Previous versions would not be able to run scans on partitioned tables.
It seems 0.49 supports this now and queries are issued with _PARTITIONTIME > '0001-01-01T00:00:00Z', if I've understood the PRs / code correctly.
For our dataset this means, queries are run on XXX TB sized tables just to get the first 1000 values for each column and we don't even use any of the UI query builders.

How can we get this cost-intensive scanning disabled ASAP?

1st attempt:
In the Metabase admin I've gone to the BigQuery connection and set "Scanning for Filter Values" to "Never, I'll do it manually if I need to".
However, I can still see the scans continue.
So it looks like this setting is actually not respected or am I looking at the wrong setting here?

2nd attempt:
In the Metabase admin I've gone to the BigQuery connection and set Datasets to "Only these ..." and left "Comma separated names of datasets that should appear in Metabase" empty.
Scans still continue.

3rd attempt:
The docs say that scanning can be disabled for an table entirely by hiding it.
That hasn't worked either, scans keep running.
Seriously, what's wrong here?
We'll have to downgrade as a quick fix and migrate off of Metabase.

Any help would be appreciated.
Also please reconsider this insane _PARTITIONTIME filter default of '0001-01-01T00:00:00Z'.

Kind regards,
Andreas

Luiggi · March 27, 2024, 4:23pm

just raised this to the team, they'll check it tomorrow.
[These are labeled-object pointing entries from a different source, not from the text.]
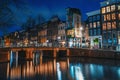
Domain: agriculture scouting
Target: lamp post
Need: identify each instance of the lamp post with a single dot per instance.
(81, 28)
(47, 43)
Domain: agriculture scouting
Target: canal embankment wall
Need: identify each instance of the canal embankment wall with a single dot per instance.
(96, 53)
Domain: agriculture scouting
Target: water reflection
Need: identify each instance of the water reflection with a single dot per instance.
(60, 69)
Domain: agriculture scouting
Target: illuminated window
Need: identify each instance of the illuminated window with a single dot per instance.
(98, 24)
(104, 26)
(119, 16)
(94, 24)
(108, 25)
(103, 10)
(108, 16)
(104, 17)
(90, 19)
(90, 25)
(118, 7)
(94, 31)
(108, 9)
(113, 16)
(113, 8)
(114, 25)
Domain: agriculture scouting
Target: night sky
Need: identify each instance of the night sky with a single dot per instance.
(47, 8)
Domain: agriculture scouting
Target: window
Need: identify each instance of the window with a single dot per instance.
(90, 25)
(90, 19)
(104, 26)
(91, 32)
(113, 16)
(98, 31)
(104, 17)
(94, 31)
(98, 24)
(114, 25)
(119, 16)
(118, 7)
(108, 16)
(113, 8)
(103, 10)
(108, 9)
(108, 25)
(94, 18)
(94, 24)
(98, 17)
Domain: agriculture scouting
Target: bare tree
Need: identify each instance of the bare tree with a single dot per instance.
(8, 16)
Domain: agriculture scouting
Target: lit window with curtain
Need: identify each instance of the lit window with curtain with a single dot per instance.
(108, 17)
(104, 17)
(108, 8)
(114, 25)
(104, 26)
(113, 8)
(113, 16)
(103, 10)
(108, 25)
(94, 24)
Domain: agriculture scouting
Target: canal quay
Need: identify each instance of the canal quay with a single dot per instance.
(28, 53)
(58, 64)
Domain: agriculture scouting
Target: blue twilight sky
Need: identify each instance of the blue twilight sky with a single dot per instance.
(47, 8)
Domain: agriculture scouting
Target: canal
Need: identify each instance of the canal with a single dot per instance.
(74, 68)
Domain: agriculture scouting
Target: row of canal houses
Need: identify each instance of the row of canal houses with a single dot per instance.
(100, 30)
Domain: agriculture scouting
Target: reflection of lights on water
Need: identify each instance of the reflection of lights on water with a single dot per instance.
(11, 58)
(78, 73)
(59, 72)
(72, 71)
(96, 69)
(119, 72)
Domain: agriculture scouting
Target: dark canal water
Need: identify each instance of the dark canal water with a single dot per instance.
(61, 69)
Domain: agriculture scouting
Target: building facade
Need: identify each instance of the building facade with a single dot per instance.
(94, 26)
(52, 32)
(110, 14)
(62, 34)
(73, 30)
(42, 35)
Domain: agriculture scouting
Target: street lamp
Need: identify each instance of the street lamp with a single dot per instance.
(47, 42)
(81, 28)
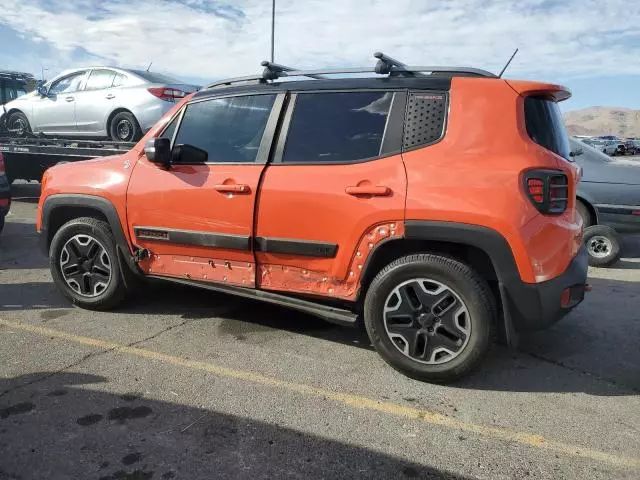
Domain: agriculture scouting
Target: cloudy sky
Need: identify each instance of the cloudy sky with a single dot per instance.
(593, 46)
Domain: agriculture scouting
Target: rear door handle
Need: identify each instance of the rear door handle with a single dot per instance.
(368, 190)
(234, 188)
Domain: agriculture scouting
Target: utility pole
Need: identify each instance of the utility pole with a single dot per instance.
(273, 27)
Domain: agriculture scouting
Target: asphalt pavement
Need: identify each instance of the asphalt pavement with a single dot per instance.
(187, 384)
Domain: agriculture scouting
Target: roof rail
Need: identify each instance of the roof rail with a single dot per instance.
(385, 66)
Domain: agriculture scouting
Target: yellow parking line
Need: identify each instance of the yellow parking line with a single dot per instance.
(357, 401)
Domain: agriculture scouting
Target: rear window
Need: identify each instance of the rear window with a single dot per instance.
(155, 77)
(545, 125)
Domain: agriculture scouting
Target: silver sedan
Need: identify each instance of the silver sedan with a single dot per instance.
(95, 102)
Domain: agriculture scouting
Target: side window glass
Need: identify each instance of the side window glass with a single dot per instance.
(337, 127)
(100, 79)
(119, 80)
(68, 84)
(228, 129)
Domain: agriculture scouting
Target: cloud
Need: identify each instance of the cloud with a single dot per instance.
(217, 39)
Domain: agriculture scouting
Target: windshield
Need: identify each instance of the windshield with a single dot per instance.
(590, 151)
(155, 77)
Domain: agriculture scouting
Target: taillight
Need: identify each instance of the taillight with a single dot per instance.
(548, 190)
(168, 94)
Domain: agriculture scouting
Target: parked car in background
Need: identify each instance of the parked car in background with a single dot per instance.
(608, 201)
(5, 193)
(14, 85)
(96, 102)
(632, 147)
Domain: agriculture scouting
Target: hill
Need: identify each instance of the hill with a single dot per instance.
(623, 122)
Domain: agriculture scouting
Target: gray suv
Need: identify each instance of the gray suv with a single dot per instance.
(96, 102)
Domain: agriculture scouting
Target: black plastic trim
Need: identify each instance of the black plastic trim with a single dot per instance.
(332, 314)
(191, 237)
(531, 306)
(305, 248)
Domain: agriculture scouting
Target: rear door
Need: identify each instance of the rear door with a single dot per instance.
(197, 219)
(335, 189)
(95, 102)
(56, 113)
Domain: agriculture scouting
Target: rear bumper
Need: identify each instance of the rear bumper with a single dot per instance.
(537, 306)
(5, 195)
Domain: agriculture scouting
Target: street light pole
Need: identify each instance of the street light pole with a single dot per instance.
(273, 27)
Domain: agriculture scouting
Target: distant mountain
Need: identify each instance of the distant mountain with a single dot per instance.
(623, 122)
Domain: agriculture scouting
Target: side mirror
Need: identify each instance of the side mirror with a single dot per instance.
(189, 154)
(577, 152)
(158, 151)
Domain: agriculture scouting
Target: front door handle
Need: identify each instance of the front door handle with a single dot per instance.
(233, 188)
(375, 191)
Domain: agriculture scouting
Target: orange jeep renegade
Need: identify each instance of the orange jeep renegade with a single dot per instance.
(437, 204)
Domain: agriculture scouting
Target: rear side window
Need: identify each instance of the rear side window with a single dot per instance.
(545, 125)
(337, 127)
(228, 129)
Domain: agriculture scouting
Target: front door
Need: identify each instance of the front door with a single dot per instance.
(335, 189)
(197, 219)
(56, 113)
(95, 102)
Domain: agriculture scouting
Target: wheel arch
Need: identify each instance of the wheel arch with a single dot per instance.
(592, 210)
(59, 209)
(483, 249)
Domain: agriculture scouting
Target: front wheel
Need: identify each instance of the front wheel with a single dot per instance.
(430, 317)
(84, 264)
(602, 245)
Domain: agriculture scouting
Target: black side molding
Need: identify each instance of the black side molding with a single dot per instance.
(190, 237)
(306, 248)
(332, 314)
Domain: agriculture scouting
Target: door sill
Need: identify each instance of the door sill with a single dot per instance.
(331, 314)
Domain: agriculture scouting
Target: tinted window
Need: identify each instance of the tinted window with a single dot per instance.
(68, 84)
(545, 125)
(155, 77)
(121, 79)
(100, 79)
(229, 129)
(337, 127)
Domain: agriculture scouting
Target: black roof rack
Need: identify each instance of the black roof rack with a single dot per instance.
(384, 66)
(11, 75)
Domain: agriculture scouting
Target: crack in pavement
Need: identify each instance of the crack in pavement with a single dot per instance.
(587, 373)
(86, 357)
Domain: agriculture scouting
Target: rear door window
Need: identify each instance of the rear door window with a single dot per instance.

Can you create an issue in our github repo with this?

qnkhuat · March 28, 2024, 9:03am

Hi @anges,

In the Metabase admin I've gone to the BigQuery connection and set "Scanning for Filter Values" to "Never, I'll do it manually if I need to".

This looks like a bug and we're looking into it.

In the Metabase admin I've gone to the BigQuery connection and set Datasets to "Only these ..." and left "Comma separated names of datasets that should appear in Metabase" empty.

if you set the filtering schema to empty, it'll sync all the schemas. Another option is to not sync any schema, but I'm not sure it's useful since you'll have a database with no active tables.

The docs say that scanning can be disabled for an table entirely by hiding it.
That hasn't worked either, scans keep running.

this should do the trick, it works for me locally, not sure why it doesn't work for you.

On the otherhand, there is another way you could do is to go to each Field metadata setting and change "Filtering on this field " to "Plain input box". You'll need to do this to all the fields so prepare some coffee while you're at it.

Please let me know if that works for you. In the meantime we'll fix the sync option bug!

andges · March 28, 2024, 2:12pm

Hi qnkhuat,

thank you for looking into this and the explanations / suggestions.
We'll give it a try once we've managed to archive some of our data to reduce the size of our dataset.

Andreas